Le Sénat a adopté le 12 juin la proposition de loi sur l’encadrement des stages. Cette proposition de loi prévoit entre autre une hausse des indemnités à partir de septembre 2015. Cette proposition part de l’idée honorable de limiter une relative exploitation de stagiaires et un abus de ce statut par un certain nombre d’entreprises. Le nombre de stagiaires en France a explosé passant de 600 000 en 2006 à 1,6 million en 2012, une extrême majorité des formations universitaires exigeant à présent un stage pour valider les études. Toutefois elle suscite de nombreux mécontentements et craintes aussi bien chez les entrepreneurs qui se sentent menacés que chez les étudiants qui craignent de ne plus pouvoir trouver de stage du fait de cette loi. Si la « gauche plurielle » a voté pour ce texte, l’UDI s’est abstenue et  l’UMP a voté contre, dénonçant un texte « dissuasif » pour les entreprises. Le projet doit revenir prochainement à l’Assemblée nationale.

Le projet

Visant à limiter les dérives et à favoriser le stagiaire ce projet de loi s’articule autour de plusieurs axes. Les obligations de l’organisme d’accueil sont reprécisées, avec hausse des indemnités (de 436 à 523 euros) à partir de septembre 2015, pour les stages dépassant deux mois (et plus juste supérieurs à un mois comme souhaité initialement. Aucun stage ne doit viser à exécuter une tâche régulière en entreprise correspondant à un emploi permanent ou à remplacer un salarié. Surtout le nombre de stagiaires par semaine va être limité en fonction de l’effectif de l’organisme d’accueil, avec l’instauration d’un quota qui reste à déterminer.

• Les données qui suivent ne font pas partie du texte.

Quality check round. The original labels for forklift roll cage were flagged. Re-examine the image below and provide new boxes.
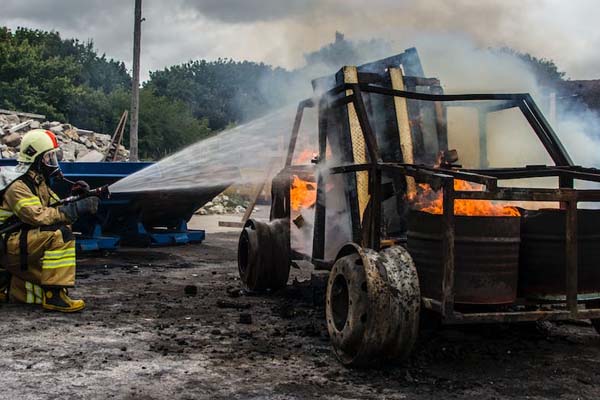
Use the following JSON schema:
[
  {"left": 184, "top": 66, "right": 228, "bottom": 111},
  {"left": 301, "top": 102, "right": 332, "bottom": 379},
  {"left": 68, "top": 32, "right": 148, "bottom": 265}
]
[{"left": 285, "top": 83, "right": 600, "bottom": 324}]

Les stages sont intégrés à un cursus pédagogique : un volume minimal de formation en établissement doit être assuré afin d’éviter les multiplications d’achat de conventions de stage.

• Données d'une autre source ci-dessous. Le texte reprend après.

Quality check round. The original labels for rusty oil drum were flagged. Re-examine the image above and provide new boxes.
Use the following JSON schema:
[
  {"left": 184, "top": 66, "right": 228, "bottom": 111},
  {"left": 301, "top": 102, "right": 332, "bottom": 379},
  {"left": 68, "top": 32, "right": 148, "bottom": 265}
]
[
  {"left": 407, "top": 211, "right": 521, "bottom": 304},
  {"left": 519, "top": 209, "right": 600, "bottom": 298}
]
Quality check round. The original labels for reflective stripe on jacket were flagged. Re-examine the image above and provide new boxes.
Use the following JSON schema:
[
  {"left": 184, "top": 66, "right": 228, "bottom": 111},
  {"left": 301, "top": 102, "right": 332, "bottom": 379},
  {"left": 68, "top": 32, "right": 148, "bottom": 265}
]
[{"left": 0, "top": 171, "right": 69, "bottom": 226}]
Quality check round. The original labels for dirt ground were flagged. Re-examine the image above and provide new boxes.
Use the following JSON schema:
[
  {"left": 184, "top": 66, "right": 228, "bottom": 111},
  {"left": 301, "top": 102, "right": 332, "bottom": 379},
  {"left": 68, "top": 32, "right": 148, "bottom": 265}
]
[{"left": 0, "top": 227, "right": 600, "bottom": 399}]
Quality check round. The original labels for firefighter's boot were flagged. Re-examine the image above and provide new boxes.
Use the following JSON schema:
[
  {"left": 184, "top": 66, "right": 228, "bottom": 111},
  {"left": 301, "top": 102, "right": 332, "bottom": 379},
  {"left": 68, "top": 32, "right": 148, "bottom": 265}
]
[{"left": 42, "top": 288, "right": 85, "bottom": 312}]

Les droits et protections du stagiaire sont redéfinis. Les stagiaires bénéficient de la protection du code du travail au même titre que les salariés. Pour les stages de plus de deux mois, la convention de stage doit prévoir la possibilité de congés et d’autorisation d’absences. Le stage ne peut pas durer plus de six mois. Le temps de travail du stagiaire est aligné sur celui des employés, il ne peut être supérieur. Enfin le stagiaire a accès au restaurant de l’entreprise ou aux titres-restaurants et il bénéficie de la prise en charge de ses frais de transport. Une amende de 2000 euros par stagiaire est prévue en cas de manquement, 4000 en cas de récidive.

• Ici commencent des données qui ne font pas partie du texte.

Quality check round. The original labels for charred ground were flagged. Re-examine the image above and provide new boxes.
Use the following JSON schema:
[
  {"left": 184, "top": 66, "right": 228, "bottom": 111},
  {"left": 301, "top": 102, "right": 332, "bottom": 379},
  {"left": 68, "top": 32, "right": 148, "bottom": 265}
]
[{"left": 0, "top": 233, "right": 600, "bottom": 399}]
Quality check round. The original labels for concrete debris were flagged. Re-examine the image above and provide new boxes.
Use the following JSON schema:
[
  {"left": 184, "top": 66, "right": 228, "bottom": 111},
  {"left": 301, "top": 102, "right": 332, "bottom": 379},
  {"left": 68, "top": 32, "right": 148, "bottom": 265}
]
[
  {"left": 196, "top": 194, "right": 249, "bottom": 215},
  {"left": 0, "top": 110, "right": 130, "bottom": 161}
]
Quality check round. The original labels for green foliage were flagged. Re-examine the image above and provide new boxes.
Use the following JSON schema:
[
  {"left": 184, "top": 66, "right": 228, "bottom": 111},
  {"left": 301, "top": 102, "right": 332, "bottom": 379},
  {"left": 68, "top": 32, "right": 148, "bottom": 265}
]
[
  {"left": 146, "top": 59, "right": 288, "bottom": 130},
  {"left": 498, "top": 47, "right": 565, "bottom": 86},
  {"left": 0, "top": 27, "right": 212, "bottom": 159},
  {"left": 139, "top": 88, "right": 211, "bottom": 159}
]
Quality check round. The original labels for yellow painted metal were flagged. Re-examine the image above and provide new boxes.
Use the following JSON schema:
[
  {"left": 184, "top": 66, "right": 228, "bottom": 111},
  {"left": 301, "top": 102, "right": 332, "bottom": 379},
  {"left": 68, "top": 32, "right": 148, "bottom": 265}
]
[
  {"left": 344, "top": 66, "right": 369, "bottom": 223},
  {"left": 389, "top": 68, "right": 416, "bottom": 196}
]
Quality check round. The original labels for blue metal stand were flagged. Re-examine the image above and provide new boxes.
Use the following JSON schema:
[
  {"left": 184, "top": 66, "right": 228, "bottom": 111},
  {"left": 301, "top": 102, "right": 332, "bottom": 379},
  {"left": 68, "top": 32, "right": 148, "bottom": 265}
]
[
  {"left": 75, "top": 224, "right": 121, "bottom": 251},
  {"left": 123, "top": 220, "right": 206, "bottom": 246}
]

Par ailleurs la limitation de la durée de travail à 35 h n’est pas obligatoire pour les stages en droit et dans le monde agricole. Pour des spécificités liées à leur secteur, les employeurs du monde agricole sont exemptés de rémunérer leurs stagiaires au-delà de deux mois.

L’opposition des entreprises

Il est certain que des abus existent au sein de sociétés qui usent et abusent du statut de stagiaire, notamment pour éviter les recrutements sous contrat de travail. Mais on peut y voir la conséquence directe du manque de flexibilité de notre droit du travail, ainsi que de l’évolution du marché du travail. Les relations de travail se sont durcies et sont peu propices à une confiance des employeurs dans un recrutement à l’aveugle de candidats qu’ils n’ont pas pu tester sur une longue période. Le stage est pour l’employeur un moyen de s’assurer des qualités d’un possible futur employé.

Les entreprises se sont engagées à faire du stage une « porte d’entrée sur le marché du travail », avec une telle loi elles l’annoncent, cette porte pourrait bien se refermer.

Cette disposition vient s’ajouter à un cadre déjà extrêmement lourd et va aggraver la situation des entreprises déjà rendue difficile par des coûts de gestion très lourds. Cette mesure est perçue comme une défiance envers les entreprises et va à l’encontre de l’intérêt général.

Une loi nuisible aux étudiants

La quasi-totalité des formations universitaires exige désormais au moins un stage dans le monde actif, afin de valider la formation. Ce projet de loi, s’il vise à protéger les étudiants stagiaires va au contraire les pénaliser. Car avant d’être éventuellement exploité, il faut arriver à trouver un stage, ce qui est de plus en plus ardu.

La limitation du nombre de stagiaires selon les effectifs de l’entreprise et l’augmentation de la gratification entraineront inévitablement une réduction des offres de stages si nécessaires aux étudiants. Ce qui devait être une première expérience et une porte d’entrée dans le monde du travail va devenir une quête sans fin. Il y aura une concurrence inutile entre les candidats aux stages et la validation de leur formation deviendra plus qu’incertaine.

A trop vouloir protéger les stagiaires on est en train de fermer les vannes de ce recrutement qui reste un fort moyen d’insertion professionnelle.